What's your guiding philosophy in your job?
"I've been at it for 30 years now. You don't create anything new anymore. You take what you've seen and adapt it to the product you're trying to put out. The pastry swans we make have been around since Escoffier when pastry was born. My philosophy is simple but elegant. I take the ingredients and the spices and combine it to where I think it's good."
You've been creating gingerbread houses for 27 years. How are they assembled?
"We have four groupings made up of 15 gingerbread houses that are displayed throughout the historic area in the Williamsburg Inn, Williamsburg Lodge and Williamsburg Woodlands. All the houses have patterns that we lay out across sheets of gingerbread. Then we'll cut them out and bake them off in those shapes. Next we'll take a poured sugar and put it into the windows to give them a glassy look.
"The replica of the Governor's Palace (that sits in the hallway outside the lodge ballroom) weighs 100 pounds. It took four people working four days to assemble it."
Are there other creations you're particularly proud of?
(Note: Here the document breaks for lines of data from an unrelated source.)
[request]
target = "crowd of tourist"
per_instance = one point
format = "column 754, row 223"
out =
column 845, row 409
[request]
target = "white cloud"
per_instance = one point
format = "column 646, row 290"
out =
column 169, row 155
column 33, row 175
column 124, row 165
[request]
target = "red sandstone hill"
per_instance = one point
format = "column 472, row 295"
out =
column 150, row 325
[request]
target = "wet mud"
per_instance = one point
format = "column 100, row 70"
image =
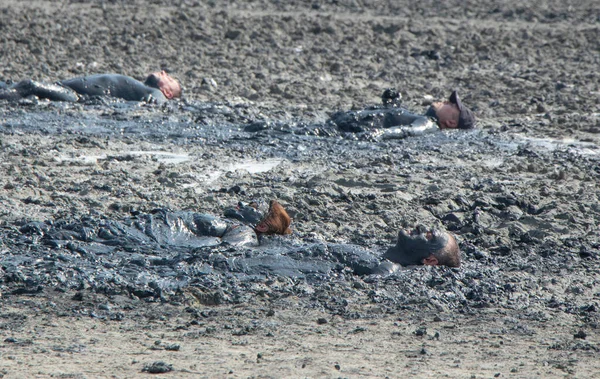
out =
column 120, row 203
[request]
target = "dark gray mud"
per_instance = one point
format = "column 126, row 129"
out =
column 261, row 80
column 523, row 211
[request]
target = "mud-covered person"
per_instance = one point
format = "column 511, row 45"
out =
column 157, row 88
column 423, row 246
column 394, row 121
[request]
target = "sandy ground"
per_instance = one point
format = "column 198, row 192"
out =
column 522, row 194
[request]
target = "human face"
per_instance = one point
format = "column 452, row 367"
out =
column 447, row 114
column 167, row 85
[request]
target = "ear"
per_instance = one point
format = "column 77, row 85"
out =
column 430, row 261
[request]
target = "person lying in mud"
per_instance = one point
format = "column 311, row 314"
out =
column 157, row 88
column 422, row 246
column 398, row 122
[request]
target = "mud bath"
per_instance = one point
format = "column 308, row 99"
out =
column 261, row 81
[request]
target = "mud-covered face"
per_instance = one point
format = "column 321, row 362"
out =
column 276, row 221
column 446, row 114
column 421, row 246
column 165, row 83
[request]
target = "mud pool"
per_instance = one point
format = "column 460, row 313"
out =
column 348, row 193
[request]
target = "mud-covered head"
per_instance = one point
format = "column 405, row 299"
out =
column 168, row 85
column 451, row 114
column 391, row 97
column 276, row 221
column 423, row 246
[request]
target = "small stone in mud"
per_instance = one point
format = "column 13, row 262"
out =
column 158, row 367
column 172, row 347
column 78, row 296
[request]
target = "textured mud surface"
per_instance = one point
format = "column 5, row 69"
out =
column 87, row 291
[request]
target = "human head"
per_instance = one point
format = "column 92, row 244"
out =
column 452, row 114
column 165, row 83
column 425, row 247
column 276, row 221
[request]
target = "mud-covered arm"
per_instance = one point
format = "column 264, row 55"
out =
column 419, row 126
column 114, row 85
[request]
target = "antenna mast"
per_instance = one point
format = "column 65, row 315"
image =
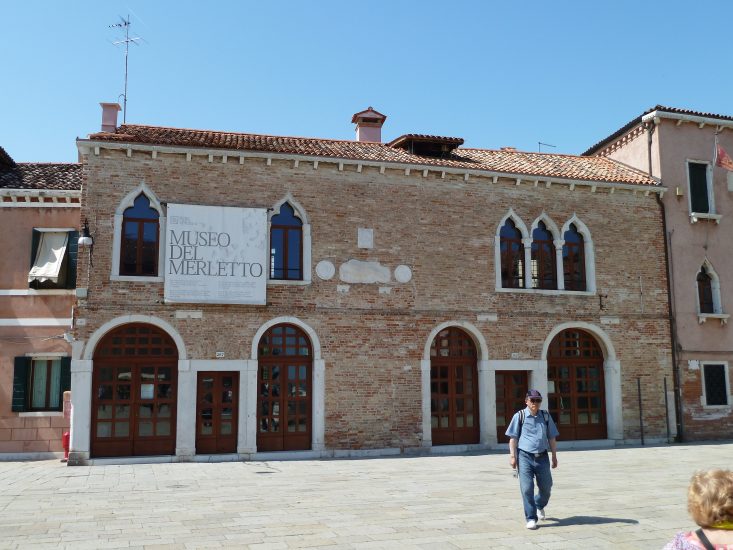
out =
column 125, row 24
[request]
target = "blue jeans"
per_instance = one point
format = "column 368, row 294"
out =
column 531, row 467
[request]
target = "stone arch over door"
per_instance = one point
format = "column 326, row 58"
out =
column 81, row 378
column 582, row 358
column 317, row 384
column 134, row 392
column 483, row 384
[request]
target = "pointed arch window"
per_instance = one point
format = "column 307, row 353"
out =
column 705, row 291
column 512, row 256
column 544, row 273
column 286, row 245
column 140, row 239
column 573, row 258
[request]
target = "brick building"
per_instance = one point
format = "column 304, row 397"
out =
column 39, row 217
column 679, row 147
column 249, row 294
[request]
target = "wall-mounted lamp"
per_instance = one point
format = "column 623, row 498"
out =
column 85, row 239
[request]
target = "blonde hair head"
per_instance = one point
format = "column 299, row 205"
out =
column 710, row 497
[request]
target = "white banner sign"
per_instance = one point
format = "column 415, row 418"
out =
column 215, row 255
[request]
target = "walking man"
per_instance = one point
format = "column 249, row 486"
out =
column 532, row 433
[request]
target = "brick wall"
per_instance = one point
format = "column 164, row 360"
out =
column 443, row 229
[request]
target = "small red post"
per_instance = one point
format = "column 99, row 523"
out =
column 65, row 444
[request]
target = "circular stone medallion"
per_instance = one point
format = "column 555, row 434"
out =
column 403, row 274
column 325, row 270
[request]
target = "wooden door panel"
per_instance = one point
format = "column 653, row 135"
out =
column 454, row 404
column 217, row 412
column 511, row 391
column 576, row 395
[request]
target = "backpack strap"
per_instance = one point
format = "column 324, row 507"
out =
column 705, row 542
column 521, row 423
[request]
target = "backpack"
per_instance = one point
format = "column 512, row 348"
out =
column 546, row 417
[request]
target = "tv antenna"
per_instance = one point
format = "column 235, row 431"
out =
column 125, row 24
column 540, row 144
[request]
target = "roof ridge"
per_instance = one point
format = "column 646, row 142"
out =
column 246, row 134
column 44, row 163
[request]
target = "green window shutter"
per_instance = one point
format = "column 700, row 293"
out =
column 72, row 249
column 20, row 383
column 65, row 378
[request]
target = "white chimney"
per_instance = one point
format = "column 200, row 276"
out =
column 369, row 125
column 109, row 116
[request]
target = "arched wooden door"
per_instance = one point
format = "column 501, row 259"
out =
column 134, row 387
column 576, row 390
column 453, row 388
column 284, row 380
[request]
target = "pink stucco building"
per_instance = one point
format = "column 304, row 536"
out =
column 679, row 147
column 39, row 217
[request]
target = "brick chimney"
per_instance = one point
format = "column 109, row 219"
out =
column 369, row 125
column 109, row 116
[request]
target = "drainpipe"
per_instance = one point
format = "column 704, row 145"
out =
column 650, row 127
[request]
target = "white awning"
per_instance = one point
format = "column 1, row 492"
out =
column 49, row 257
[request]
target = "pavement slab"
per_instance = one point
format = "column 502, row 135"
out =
column 620, row 498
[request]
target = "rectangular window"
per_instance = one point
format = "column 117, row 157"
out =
column 714, row 380
column 45, row 381
column 53, row 259
column 39, row 383
column 699, row 188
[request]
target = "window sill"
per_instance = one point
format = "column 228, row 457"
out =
column 38, row 292
column 132, row 279
column 547, row 292
column 696, row 216
column 719, row 407
column 285, row 282
column 702, row 317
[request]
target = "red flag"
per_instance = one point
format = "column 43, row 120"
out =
column 722, row 159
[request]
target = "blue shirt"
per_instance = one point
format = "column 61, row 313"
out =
column 535, row 433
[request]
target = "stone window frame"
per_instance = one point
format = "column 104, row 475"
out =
column 557, row 243
column 728, row 393
column 718, row 312
column 300, row 213
column 127, row 202
column 519, row 224
column 711, row 214
column 589, row 252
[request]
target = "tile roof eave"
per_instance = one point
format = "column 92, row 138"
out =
column 35, row 191
column 660, row 111
column 254, row 153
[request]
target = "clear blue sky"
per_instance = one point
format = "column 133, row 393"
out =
column 507, row 73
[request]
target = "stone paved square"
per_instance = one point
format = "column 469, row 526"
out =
column 624, row 497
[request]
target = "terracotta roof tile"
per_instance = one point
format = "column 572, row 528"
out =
column 539, row 165
column 35, row 175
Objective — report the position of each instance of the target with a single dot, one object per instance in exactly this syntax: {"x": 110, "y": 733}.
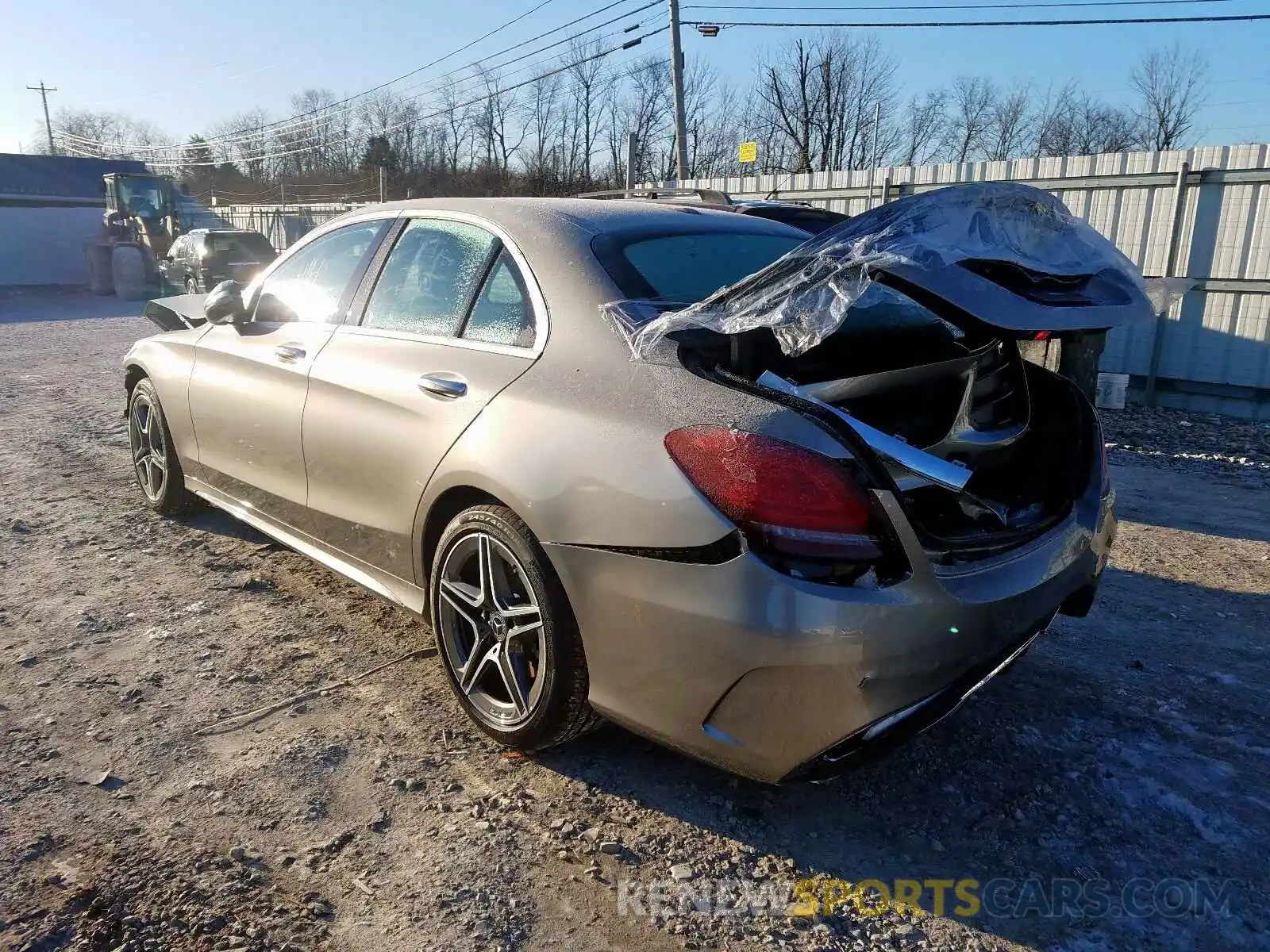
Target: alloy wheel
{"x": 492, "y": 630}
{"x": 149, "y": 451}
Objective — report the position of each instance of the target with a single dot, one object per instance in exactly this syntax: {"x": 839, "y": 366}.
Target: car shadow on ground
{"x": 207, "y": 518}
{"x": 1113, "y": 750}
{"x": 1155, "y": 495}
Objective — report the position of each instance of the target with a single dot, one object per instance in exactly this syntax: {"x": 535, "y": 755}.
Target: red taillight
{"x": 793, "y": 499}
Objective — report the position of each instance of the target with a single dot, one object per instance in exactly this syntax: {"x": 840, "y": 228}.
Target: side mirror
{"x": 224, "y": 305}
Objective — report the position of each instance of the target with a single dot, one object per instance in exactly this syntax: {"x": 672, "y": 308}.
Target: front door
{"x": 448, "y": 325}
{"x": 247, "y": 391}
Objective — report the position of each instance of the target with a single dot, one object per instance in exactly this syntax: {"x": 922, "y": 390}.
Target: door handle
{"x": 442, "y": 384}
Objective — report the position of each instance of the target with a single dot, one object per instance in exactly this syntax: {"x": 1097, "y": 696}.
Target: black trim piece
{"x": 487, "y": 270}
{"x": 713, "y": 554}
{"x": 829, "y": 422}
{"x": 855, "y": 750}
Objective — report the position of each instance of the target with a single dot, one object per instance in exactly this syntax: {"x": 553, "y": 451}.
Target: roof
{"x": 592, "y": 215}
{"x": 59, "y": 175}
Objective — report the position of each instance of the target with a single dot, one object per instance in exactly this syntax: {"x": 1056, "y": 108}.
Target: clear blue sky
{"x": 184, "y": 67}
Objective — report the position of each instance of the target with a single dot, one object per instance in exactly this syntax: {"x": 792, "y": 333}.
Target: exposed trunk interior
{"x": 954, "y": 386}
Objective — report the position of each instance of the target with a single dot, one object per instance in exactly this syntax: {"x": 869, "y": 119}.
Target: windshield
{"x": 689, "y": 268}
{"x": 239, "y": 248}
{"x": 143, "y": 198}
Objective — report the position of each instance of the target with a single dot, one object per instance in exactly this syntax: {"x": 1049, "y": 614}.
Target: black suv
{"x": 798, "y": 213}
{"x": 202, "y": 258}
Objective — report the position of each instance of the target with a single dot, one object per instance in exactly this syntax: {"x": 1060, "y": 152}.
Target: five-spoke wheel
{"x": 154, "y": 461}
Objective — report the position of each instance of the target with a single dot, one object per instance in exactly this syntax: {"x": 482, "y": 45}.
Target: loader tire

"The hazelnut ice cream cake has been here forever. Our pecan pie is something no one else has been able to mimic. At the Grand Illumination each year, we usually sell 10,000 gingerbread cookies. Some people come just for these and they'll go home happy."
What is it like overseeing pastries for such a large operation?
"We're open seven days a week...we never close. The bakers start at 2 a.m. Bakers do not like working 9 to 5. Their biological clocks are geared to working overnight. The pastry crew comes in at 6 a.m. and we stagger hours because there are times when we work right up until 9 or 10 o'clock at night.
"On a daily basis, the bakery will send out more than 3,000 muffins. On Thanksgiving Day we prepared 4,500 pieces of pastry — individual creme brulees, sour cherry trifles, pecan pies — just for the Lodge."
Whatdo you see as the ups and downs of your job?
"Working with my crew is a plus. We're like a family so if something happens to them good or bad, we cheer or we help them through it. In August 1989, 11 inches of rain fell in Williamsburg and my house collapsed. My crew pulled together and helped me and my family pull through it. They got us a house in the historic area so we could get back on our feet.
"The down side is you spend a lot of time here. The first year the Lodge opened, we were here every day, 60 to 70 hours a week. Now it's not as bad. My family is used to it. On Christmas Day, we open gifts and do dinner whenever I get home."